None of this made sense, except it was true.
“But… how have you lived this long?”
“I haven’t,” he said. “I stopped living when I went through the black mirror. Everyone does. What is on the other side is the Other, and the Other is not life.”
“But you came back.”
“Yes.”
“How?”
He sat next to her on the step and took a deep breath, eyes closed, head tilted back, as if saying what came next was a heavy weight he needed to brace himself to carry and not drop.
“I am the Anomaly
. The Deviant. The Aberration. The Paradox, the True Paradox because I am not only the antithesis of reason, my survival contradicts the mortal power of the unreason that dwells behind the black mirrors. I am the dead man that walks, and the living man that dies every day. Because every dawn I wake and at some point I remember she is not here. I remember her on the palisade. I remember what it felt like, that last moment I was truly alive, when I believed she too lived still, the moment I hurried the shield wall, the moment I hung there between heaven and earth with the cold fury of righteousness coursing through my veins, knowing that my strength and speed could save her. The moment just before I failed.”
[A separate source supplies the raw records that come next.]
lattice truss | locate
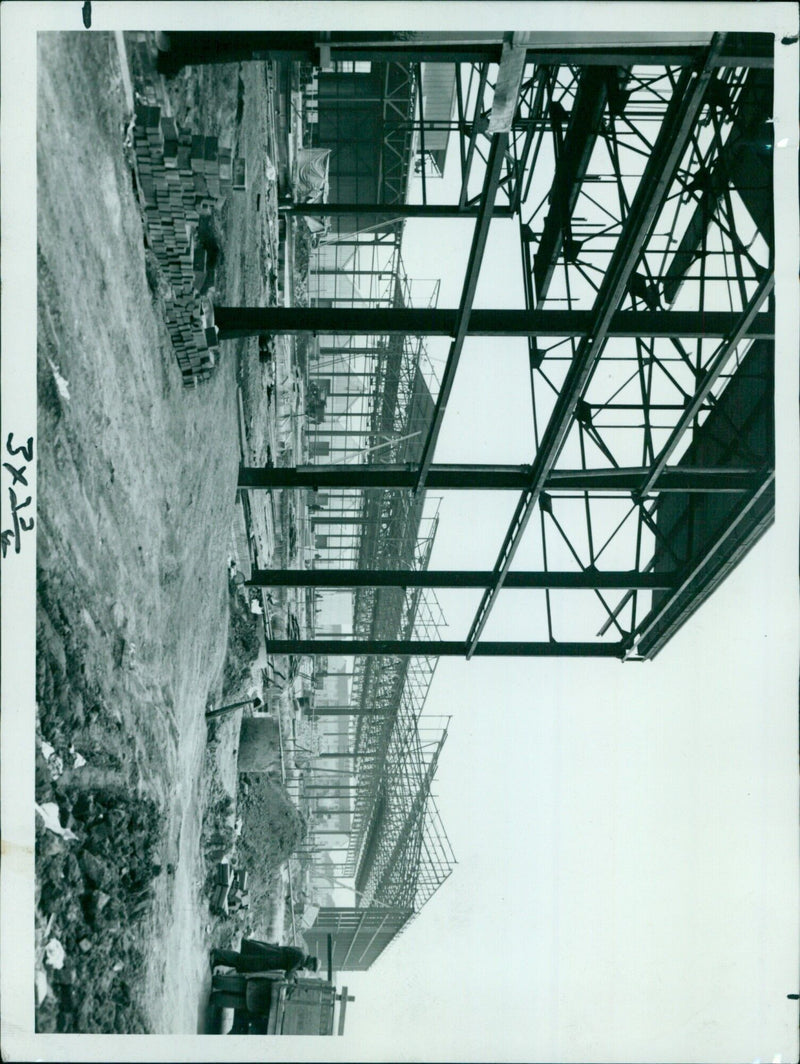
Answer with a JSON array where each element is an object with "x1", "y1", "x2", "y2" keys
[
  {"x1": 459, "y1": 56, "x2": 773, "y2": 650},
  {"x1": 307, "y1": 232, "x2": 451, "y2": 876},
  {"x1": 355, "y1": 698, "x2": 455, "y2": 912}
]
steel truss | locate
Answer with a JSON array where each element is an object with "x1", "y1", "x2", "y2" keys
[{"x1": 159, "y1": 26, "x2": 774, "y2": 974}]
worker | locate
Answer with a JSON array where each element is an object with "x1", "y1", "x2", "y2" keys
[{"x1": 211, "y1": 938, "x2": 319, "y2": 978}]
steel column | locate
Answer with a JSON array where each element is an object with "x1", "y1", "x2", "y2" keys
[
  {"x1": 641, "y1": 270, "x2": 774, "y2": 494},
  {"x1": 414, "y1": 134, "x2": 509, "y2": 492}
]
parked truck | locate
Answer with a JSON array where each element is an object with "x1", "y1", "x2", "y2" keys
[{"x1": 210, "y1": 942, "x2": 354, "y2": 1034}]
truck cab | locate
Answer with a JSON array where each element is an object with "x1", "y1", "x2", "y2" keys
[{"x1": 210, "y1": 971, "x2": 353, "y2": 1034}]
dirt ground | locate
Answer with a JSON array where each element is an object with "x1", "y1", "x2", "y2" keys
[{"x1": 37, "y1": 33, "x2": 238, "y2": 1032}]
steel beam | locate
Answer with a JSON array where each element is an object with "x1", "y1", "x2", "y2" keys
[
  {"x1": 246, "y1": 569, "x2": 678, "y2": 591},
  {"x1": 237, "y1": 464, "x2": 761, "y2": 491},
  {"x1": 467, "y1": 34, "x2": 724, "y2": 658},
  {"x1": 157, "y1": 30, "x2": 772, "y2": 74},
  {"x1": 214, "y1": 306, "x2": 774, "y2": 346},
  {"x1": 533, "y1": 67, "x2": 614, "y2": 304},
  {"x1": 414, "y1": 133, "x2": 509, "y2": 492},
  {"x1": 262, "y1": 638, "x2": 627, "y2": 658},
  {"x1": 629, "y1": 470, "x2": 774, "y2": 658}
]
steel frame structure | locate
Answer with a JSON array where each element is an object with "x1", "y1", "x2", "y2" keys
[
  {"x1": 217, "y1": 34, "x2": 773, "y2": 659},
  {"x1": 156, "y1": 22, "x2": 774, "y2": 966}
]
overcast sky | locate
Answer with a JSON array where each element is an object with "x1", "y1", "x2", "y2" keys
[{"x1": 3, "y1": 3, "x2": 798, "y2": 1061}]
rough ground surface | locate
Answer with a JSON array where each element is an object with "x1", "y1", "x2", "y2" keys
[{"x1": 37, "y1": 33, "x2": 238, "y2": 1032}]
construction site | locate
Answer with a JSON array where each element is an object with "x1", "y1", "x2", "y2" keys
[
  {"x1": 28, "y1": 18, "x2": 791, "y2": 1033},
  {"x1": 150, "y1": 26, "x2": 774, "y2": 969}
]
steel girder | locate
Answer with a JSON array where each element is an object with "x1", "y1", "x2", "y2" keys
[
  {"x1": 467, "y1": 35, "x2": 722, "y2": 658},
  {"x1": 238, "y1": 463, "x2": 762, "y2": 491},
  {"x1": 214, "y1": 304, "x2": 774, "y2": 343}
]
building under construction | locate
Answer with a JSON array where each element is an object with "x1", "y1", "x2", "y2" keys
[{"x1": 156, "y1": 32, "x2": 780, "y2": 968}]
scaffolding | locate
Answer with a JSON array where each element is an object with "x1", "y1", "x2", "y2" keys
[{"x1": 159, "y1": 26, "x2": 774, "y2": 966}]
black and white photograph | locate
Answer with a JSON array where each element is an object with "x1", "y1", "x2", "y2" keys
[{"x1": 0, "y1": 0, "x2": 800, "y2": 1064}]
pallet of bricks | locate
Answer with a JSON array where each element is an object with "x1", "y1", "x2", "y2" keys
[{"x1": 134, "y1": 105, "x2": 232, "y2": 387}]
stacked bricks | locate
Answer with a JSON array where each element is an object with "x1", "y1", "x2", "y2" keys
[{"x1": 134, "y1": 106, "x2": 233, "y2": 387}]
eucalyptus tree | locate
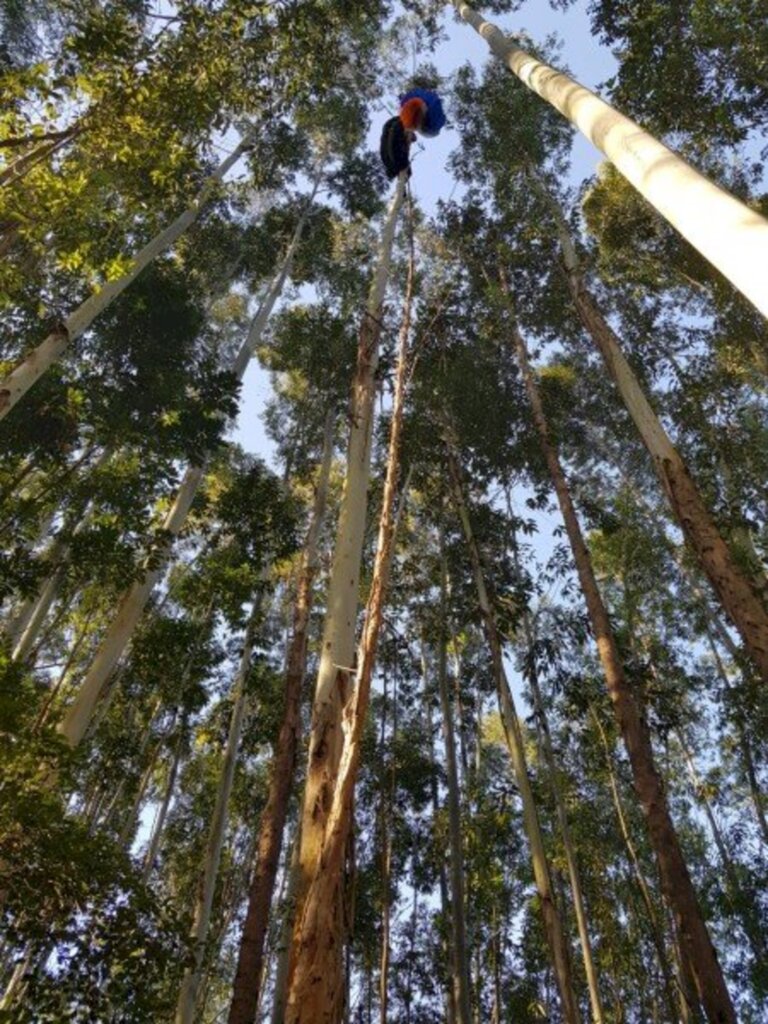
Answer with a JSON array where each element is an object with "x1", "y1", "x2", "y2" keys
[
  {"x1": 176, "y1": 465, "x2": 301, "y2": 1024},
  {"x1": 457, "y1": 58, "x2": 768, "y2": 677},
  {"x1": 454, "y1": 0, "x2": 768, "y2": 313},
  {"x1": 0, "y1": 0, "x2": 393, "y2": 416}
]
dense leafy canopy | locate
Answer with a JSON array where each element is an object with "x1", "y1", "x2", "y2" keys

He opened his eyes and looked down at her.
“No man could have saved her,” said Lucy. “I saw, remember? She was dead before you jumped.”
“No man could have come back from behind the black mirror,” he said, “but I did. I should have been able to.”
He exhaled and stood.
“And so you see me as I am: the man who can explain everything… except himself.”
“You were Sluagh,” she said.
“They weren’t Sluagh then, not really, not in those days. They didn’t forswear the day and take to nightwalking until we had conquered them,” he said, laying the hammer back on the anvil. “We took their flag and we killed their chieftains, and we buried that damned black well deep below the hill again, and we brought the ravens back to watch over it, and we made an oath-lock in their conquered flags and forbade them iron, and made them fear it.”
“And then?”
“And then time happened. History happened. And what was a shrine became a temple, and then a different kind of temple, and then a castle with a White Tower with a town growing around it. And people lived and died and forgot and the world became both simpler in some ways and harder in others. And those sworn to protect the Tower became those sworn to protect the city the town had become, and so the trust was passed on down the generations, mixed blood patrolling the line, if there is a line, and here we are.”
She shook her head. Something was still wrong.
“Why are you telling me this?” she said.
“Because I know metal and materials and what is true and what is not. And there’s something broken in you, Lucy Harker,” he said. “It’s trust. You can’t trust. That’s something we can’t mend or teach. That’s something we can only earn. And there are some kinds of mistrust that are planted so deep by such violent and unforgiveable betrayals that they can never really be uprooted by anyone outside yourself. The only thing that can grub out that deep wariness is love. Not love given, not love taken, but both: love shared. And that’s what I wish you, girl. Love, and the strength to be true to it when you find it.”